Factoring expression \((1)\), we obtain \[3n(1+2+3+\cdots+798+799+800)\] Then, using the formula \(1 + 2 + 3 + \cdots + n = \dfrac{n(n+1)}{2}\), with \(n=800\), we see that this expression is equal to \[3n\left(\frac{800\times 801}{2}\right)=3n(400)(801)\] Factoring \(3\times 400\times 801\) into the product of primes, we have that expression \((1)\) is equal to \[3n[(2)(2)(2)(2)(5)(5)][(3)(3)(89)]=n(2^4)(5^2)(3^3)(89)\tag{2}\]
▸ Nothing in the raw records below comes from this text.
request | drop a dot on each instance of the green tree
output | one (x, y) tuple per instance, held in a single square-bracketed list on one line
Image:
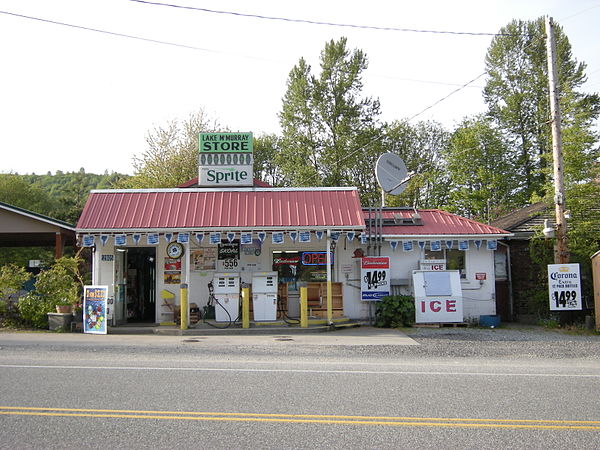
[(517, 97), (421, 146), (480, 167), (327, 127), (172, 154)]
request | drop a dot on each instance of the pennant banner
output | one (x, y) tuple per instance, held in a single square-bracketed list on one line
[(305, 236)]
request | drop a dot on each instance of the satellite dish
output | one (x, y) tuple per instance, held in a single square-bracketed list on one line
[(391, 173)]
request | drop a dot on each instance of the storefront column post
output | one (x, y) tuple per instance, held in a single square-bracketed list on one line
[(184, 307), (329, 305), (245, 307), (303, 307)]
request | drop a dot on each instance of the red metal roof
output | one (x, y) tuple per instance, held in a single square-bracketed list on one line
[(434, 222), (198, 209)]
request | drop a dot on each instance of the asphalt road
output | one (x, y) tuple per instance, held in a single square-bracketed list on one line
[(363, 388)]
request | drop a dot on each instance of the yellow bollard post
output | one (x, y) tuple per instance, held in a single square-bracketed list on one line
[(304, 307), (184, 307), (245, 307)]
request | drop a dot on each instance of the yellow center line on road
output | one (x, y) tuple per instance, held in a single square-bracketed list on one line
[(306, 418)]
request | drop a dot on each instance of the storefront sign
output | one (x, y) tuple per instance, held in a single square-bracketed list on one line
[(95, 300), (564, 284), (374, 278), (226, 143), (315, 258), (438, 296)]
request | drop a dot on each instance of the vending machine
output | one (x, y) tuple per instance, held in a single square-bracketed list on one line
[(227, 295), (264, 295)]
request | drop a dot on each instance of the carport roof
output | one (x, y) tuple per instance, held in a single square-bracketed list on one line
[(217, 209)]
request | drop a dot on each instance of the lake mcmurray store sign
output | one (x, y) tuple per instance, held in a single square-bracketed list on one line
[(225, 159)]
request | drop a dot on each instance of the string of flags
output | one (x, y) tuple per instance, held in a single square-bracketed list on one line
[(279, 237)]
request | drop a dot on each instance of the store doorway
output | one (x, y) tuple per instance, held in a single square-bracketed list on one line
[(140, 305)]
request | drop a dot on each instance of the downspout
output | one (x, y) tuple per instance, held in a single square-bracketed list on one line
[(509, 275)]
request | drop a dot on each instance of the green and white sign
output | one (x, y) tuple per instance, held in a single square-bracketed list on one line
[(225, 159), (226, 143)]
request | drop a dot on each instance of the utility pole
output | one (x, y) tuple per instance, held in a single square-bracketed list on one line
[(561, 255)]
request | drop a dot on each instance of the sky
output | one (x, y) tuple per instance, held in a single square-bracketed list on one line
[(73, 98)]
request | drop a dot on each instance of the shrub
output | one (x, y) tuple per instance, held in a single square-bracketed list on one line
[(395, 311)]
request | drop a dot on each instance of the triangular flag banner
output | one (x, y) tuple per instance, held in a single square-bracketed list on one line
[(88, 240)]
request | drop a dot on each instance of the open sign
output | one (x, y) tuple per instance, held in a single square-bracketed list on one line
[(315, 258)]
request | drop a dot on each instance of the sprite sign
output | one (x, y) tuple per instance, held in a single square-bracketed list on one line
[(225, 159)]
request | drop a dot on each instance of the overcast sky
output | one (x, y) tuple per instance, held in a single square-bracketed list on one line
[(72, 98)]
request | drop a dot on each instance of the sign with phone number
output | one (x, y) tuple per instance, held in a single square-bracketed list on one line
[(564, 285), (374, 278)]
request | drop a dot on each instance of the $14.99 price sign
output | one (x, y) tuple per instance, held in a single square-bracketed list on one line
[(564, 284), (374, 278)]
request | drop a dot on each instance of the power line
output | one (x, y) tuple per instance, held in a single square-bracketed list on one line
[(316, 22)]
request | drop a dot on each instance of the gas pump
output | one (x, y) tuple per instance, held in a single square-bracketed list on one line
[(227, 295), (264, 295)]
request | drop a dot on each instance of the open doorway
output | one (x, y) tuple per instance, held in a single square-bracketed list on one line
[(141, 284)]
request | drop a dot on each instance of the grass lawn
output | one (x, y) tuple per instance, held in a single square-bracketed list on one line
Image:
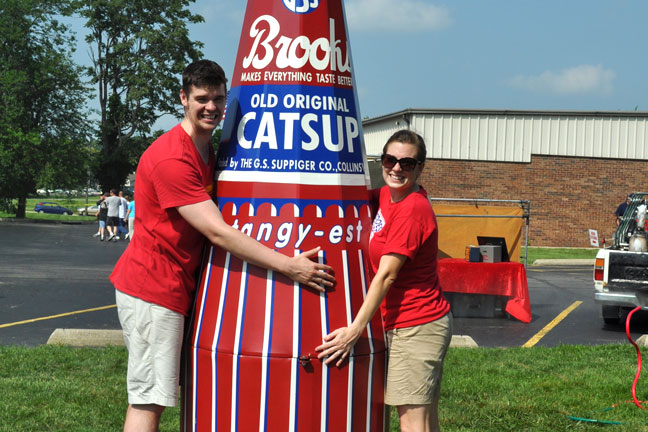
[(485, 389)]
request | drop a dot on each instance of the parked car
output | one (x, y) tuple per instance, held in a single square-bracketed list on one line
[(90, 210), (51, 207)]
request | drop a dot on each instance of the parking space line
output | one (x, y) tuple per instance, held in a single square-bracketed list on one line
[(57, 316), (561, 316)]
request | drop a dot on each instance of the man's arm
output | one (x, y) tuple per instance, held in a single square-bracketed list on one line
[(208, 220)]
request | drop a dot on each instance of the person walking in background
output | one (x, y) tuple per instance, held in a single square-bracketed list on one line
[(122, 228), (403, 250), (112, 221), (155, 277), (102, 216), (130, 217)]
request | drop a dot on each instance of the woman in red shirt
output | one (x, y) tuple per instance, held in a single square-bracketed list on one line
[(403, 253)]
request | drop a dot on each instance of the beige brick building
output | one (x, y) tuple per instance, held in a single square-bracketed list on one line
[(573, 167)]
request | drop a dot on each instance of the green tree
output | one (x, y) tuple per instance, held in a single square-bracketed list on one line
[(139, 49), (43, 132)]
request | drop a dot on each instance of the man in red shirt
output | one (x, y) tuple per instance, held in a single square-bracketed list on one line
[(155, 277)]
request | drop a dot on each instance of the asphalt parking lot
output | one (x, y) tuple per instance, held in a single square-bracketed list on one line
[(56, 276)]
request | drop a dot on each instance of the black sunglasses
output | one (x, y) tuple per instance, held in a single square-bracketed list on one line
[(407, 164)]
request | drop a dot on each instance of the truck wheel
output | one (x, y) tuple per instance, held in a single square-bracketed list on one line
[(610, 314)]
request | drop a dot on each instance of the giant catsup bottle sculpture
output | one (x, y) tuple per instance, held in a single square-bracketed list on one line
[(292, 174)]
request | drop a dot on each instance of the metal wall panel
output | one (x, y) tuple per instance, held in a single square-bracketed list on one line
[(513, 136)]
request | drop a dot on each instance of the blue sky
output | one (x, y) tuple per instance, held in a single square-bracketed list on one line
[(499, 54)]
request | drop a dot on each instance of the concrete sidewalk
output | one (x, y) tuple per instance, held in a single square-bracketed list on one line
[(102, 338)]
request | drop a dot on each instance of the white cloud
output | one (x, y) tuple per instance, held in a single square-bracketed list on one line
[(577, 79), (402, 16)]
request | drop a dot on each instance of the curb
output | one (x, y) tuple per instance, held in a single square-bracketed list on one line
[(86, 338), (463, 341), (587, 262), (102, 338), (47, 221)]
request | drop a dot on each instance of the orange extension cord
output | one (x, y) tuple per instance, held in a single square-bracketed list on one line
[(636, 401), (634, 384)]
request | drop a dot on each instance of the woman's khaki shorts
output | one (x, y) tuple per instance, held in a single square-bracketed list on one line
[(153, 337), (415, 362)]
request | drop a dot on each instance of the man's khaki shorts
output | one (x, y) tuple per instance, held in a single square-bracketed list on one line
[(415, 362), (153, 337)]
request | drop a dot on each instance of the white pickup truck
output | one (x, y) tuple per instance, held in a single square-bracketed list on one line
[(621, 271)]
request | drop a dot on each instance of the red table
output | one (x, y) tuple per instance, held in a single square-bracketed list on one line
[(504, 279)]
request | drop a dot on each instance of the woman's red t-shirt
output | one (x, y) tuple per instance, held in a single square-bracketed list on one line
[(408, 228)]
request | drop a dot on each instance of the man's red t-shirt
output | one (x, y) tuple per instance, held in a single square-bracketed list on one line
[(160, 264), (408, 228)]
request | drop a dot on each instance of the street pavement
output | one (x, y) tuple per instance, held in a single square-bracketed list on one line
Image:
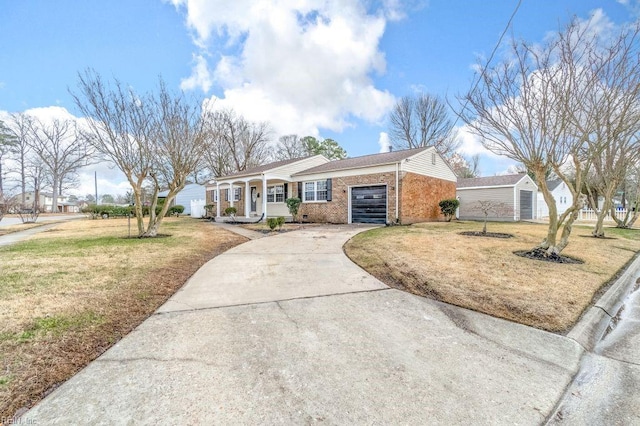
[(286, 330), (606, 390), (14, 220)]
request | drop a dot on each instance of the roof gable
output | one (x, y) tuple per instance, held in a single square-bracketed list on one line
[(364, 161)]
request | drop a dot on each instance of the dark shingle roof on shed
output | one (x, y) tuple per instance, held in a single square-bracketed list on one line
[(364, 161), (504, 180)]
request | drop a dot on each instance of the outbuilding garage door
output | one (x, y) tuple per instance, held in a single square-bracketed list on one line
[(526, 205), (369, 204)]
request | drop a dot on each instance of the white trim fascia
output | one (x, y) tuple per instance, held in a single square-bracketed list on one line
[(329, 172), (486, 187)]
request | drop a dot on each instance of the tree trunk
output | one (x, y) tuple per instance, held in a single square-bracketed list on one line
[(598, 230), (54, 193)]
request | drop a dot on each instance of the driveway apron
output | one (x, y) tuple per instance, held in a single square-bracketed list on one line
[(286, 330)]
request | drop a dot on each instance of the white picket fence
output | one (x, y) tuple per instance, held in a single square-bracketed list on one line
[(590, 214), (197, 208)]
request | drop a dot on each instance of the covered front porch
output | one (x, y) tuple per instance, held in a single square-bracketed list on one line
[(254, 197)]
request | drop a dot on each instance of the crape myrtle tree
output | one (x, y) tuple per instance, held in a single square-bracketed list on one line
[(422, 120), (155, 139), (233, 143), (292, 146), (615, 106), (533, 108)]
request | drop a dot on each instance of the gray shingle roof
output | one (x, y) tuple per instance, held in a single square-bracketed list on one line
[(490, 181), (363, 161), (553, 184), (263, 168)]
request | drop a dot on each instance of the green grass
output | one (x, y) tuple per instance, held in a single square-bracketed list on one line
[(55, 325)]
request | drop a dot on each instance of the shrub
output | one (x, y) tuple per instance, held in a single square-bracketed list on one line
[(293, 204), (272, 222), (448, 208)]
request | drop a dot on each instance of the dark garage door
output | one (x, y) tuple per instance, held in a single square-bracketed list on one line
[(526, 205), (369, 204)]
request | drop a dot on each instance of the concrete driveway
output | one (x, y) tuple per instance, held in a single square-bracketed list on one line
[(285, 330)]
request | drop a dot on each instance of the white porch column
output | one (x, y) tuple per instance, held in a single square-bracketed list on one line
[(217, 198), (247, 200), (264, 196)]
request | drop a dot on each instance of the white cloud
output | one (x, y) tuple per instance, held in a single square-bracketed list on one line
[(384, 142), (110, 179), (302, 65), (200, 76)]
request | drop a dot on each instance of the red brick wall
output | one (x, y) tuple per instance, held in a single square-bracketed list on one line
[(418, 203), (337, 210), (420, 196)]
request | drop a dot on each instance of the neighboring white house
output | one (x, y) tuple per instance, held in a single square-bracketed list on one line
[(516, 194), (44, 202), (562, 195), (192, 191)]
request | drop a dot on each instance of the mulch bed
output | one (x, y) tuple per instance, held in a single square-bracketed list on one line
[(541, 254), (486, 234)]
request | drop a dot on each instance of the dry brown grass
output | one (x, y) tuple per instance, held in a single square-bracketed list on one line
[(69, 293), (483, 274), (20, 227)]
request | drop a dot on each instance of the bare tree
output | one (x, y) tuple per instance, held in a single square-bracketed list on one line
[(615, 106), (289, 147), (422, 121), (179, 135), (20, 124), (119, 127), (155, 140), (60, 149), (234, 144), (465, 168), (7, 204), (7, 145), (530, 108)]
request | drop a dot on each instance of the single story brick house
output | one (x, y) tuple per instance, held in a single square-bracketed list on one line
[(515, 194), (403, 185)]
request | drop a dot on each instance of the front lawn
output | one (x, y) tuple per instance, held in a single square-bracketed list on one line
[(483, 274), (68, 294)]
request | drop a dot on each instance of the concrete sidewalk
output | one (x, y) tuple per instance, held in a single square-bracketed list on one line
[(285, 329)]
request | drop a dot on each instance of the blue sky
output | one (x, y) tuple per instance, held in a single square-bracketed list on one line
[(327, 68)]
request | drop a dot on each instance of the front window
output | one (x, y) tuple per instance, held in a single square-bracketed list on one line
[(237, 193), (275, 194), (315, 191)]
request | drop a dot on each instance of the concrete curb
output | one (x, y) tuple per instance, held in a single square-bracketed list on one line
[(592, 327)]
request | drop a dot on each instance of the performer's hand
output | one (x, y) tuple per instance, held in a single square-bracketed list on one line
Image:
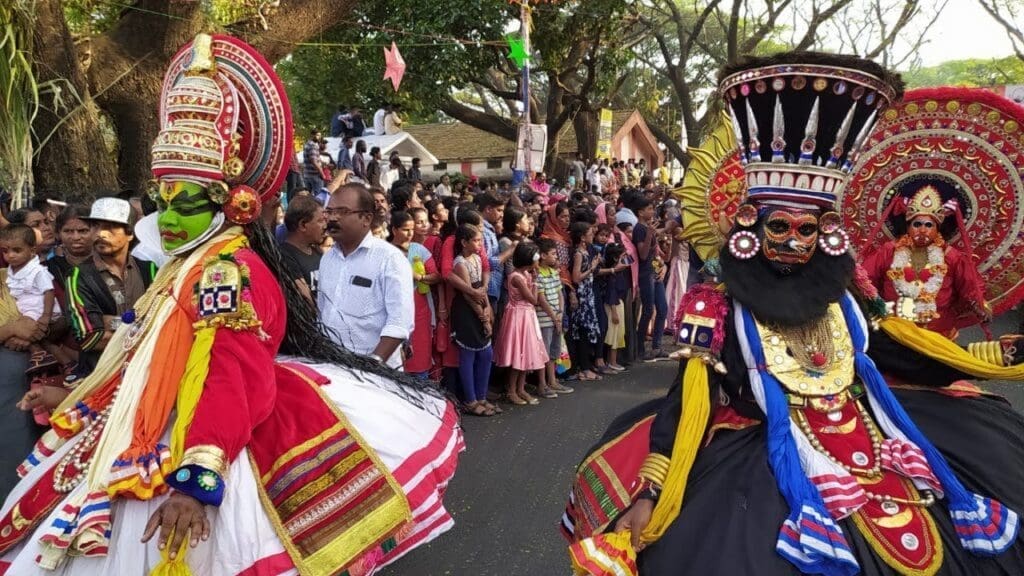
[(23, 328), (635, 520), (178, 515), (43, 397)]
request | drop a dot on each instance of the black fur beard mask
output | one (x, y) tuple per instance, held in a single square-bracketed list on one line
[(786, 297)]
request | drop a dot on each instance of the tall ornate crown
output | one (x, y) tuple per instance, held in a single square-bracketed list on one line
[(224, 118), (801, 119)]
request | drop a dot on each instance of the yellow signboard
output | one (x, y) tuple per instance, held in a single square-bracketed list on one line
[(604, 135)]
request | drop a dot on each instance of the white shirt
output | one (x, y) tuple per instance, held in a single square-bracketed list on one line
[(389, 177), (29, 286), (367, 295)]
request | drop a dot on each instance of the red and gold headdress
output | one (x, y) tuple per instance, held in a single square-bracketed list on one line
[(927, 202), (225, 124)]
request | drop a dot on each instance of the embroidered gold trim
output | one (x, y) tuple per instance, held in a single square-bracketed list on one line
[(889, 554), (342, 550), (833, 378), (209, 456)]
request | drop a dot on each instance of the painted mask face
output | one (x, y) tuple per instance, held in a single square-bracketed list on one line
[(791, 237), (924, 232), (185, 212)]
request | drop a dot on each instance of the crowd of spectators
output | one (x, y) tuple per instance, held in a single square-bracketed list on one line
[(503, 295)]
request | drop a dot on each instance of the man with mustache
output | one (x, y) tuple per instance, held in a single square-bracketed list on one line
[(101, 289)]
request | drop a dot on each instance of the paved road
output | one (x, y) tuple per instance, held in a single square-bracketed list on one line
[(512, 482)]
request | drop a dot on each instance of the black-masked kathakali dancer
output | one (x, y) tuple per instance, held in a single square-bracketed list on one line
[(194, 449), (781, 448), (934, 207)]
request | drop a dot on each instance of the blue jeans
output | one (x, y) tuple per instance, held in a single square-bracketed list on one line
[(652, 303), (474, 372)]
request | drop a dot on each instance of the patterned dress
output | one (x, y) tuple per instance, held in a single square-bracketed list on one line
[(583, 321)]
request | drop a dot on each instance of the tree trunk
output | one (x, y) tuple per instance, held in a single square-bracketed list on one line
[(587, 125), (127, 72), (72, 159), (125, 77)]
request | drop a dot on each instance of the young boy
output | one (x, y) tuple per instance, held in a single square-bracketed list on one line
[(30, 283), (549, 315), (32, 287)]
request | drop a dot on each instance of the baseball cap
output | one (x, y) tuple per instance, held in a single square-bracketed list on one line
[(113, 210)]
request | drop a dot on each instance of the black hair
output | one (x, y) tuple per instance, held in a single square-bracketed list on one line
[(399, 218), (577, 232), (432, 206), (545, 245), (20, 215), (488, 200), (465, 213), (305, 334), (612, 252), (584, 215), (71, 212), (511, 220), (364, 199), (20, 232), (300, 210), (525, 254), (463, 234), (416, 210)]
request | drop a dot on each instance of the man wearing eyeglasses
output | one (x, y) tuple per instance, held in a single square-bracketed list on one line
[(927, 280), (366, 284)]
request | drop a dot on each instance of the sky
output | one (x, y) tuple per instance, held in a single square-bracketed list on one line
[(963, 31)]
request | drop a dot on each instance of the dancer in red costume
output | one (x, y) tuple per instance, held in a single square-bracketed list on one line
[(929, 282), (192, 436)]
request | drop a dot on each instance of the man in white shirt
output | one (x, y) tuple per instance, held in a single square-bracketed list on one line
[(366, 295), (392, 122), (379, 120), (444, 188)]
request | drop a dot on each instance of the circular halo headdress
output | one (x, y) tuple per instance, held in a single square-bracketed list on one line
[(713, 188), (966, 144)]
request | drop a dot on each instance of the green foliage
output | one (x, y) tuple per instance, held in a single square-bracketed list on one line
[(346, 65), (18, 94), (92, 16), (975, 72)]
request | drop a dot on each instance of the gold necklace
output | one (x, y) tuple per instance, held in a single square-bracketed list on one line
[(810, 344)]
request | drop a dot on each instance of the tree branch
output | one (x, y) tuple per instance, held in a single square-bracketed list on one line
[(483, 121)]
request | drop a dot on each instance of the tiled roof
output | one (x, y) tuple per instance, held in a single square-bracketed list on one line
[(457, 141)]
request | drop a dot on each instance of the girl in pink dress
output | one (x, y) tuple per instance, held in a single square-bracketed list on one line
[(519, 343)]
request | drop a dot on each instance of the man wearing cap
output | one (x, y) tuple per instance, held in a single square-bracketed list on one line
[(101, 289)]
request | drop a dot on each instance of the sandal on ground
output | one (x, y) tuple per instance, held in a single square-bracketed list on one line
[(477, 410), (516, 400)]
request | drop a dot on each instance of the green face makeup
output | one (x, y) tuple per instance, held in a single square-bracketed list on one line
[(185, 212)]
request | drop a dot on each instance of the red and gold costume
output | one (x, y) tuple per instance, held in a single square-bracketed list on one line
[(787, 445), (188, 395), (941, 289)]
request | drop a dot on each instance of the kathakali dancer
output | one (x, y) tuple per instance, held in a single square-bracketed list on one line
[(785, 446), (934, 207), (193, 448)]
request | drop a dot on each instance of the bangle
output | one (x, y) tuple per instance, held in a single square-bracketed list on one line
[(654, 468)]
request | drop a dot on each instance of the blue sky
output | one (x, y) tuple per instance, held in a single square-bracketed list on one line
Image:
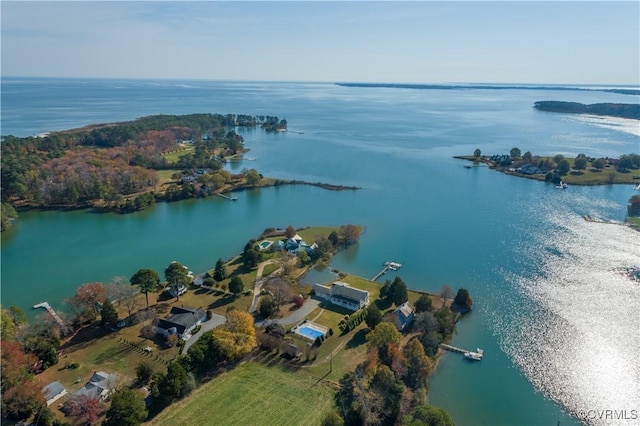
[(406, 42)]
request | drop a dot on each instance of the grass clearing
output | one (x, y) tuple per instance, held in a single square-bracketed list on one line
[(173, 156), (253, 394), (165, 176)]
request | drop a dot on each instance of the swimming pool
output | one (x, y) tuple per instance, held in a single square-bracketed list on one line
[(265, 244), (311, 331)]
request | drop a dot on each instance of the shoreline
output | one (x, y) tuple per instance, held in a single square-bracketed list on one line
[(98, 208), (602, 177)]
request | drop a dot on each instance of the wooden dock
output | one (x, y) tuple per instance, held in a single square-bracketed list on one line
[(381, 273), (53, 313), (394, 266), (228, 198), (453, 348)]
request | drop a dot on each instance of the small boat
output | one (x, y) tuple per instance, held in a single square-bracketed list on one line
[(474, 356), (394, 266)]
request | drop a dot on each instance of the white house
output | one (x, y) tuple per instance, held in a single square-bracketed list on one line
[(53, 392), (100, 386), (342, 294), (181, 322)]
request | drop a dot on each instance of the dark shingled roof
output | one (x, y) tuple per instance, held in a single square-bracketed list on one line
[(182, 319)]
We need to determine what additional factors are required to make the quantity in expression \((2)\) a perfect square such that \(n\) is as small as possible. In order for the exponent on each prime in the prime factorization to be even, we need \(n\) to be \(3\times 89=267\). Then the quantity in expression \((2)\) is the perfect square \[n(2^4)(5^2)(3^3)(89)=(3)(89)(2^4)(5^2)(3^3)(89)=(2^4)(5^2)(3^4)(89^2)=\left[(2^2)(5)(3^2)(89)\right]^2\]

Therefore, the smallest positive integer is \(267\) and the perfect square is \[267\times 3\times 400\times 801=256\,640\,400=(16\,020)^2\]

Note: When solving this problem, we could have instead noticed that \(3n + 6n + 9n+ \cdots + 2400n\) is an arithmetic series with \(t_1 = 3n\) and \(t_{800}=2400n\).

Substituting these values for \(t_1\) and \(t_{800}\) into the formula for the sum of the terms in an arithmetic series, we get \[S_{800} = \frac{800}{2}\left( 3n + 2400n\right) = 400(2403n)\] When we factor \(400(2403n)\) into the product of primes, we get the same expression as \((2)\), and then we can continue from there to get the solution of \(267\).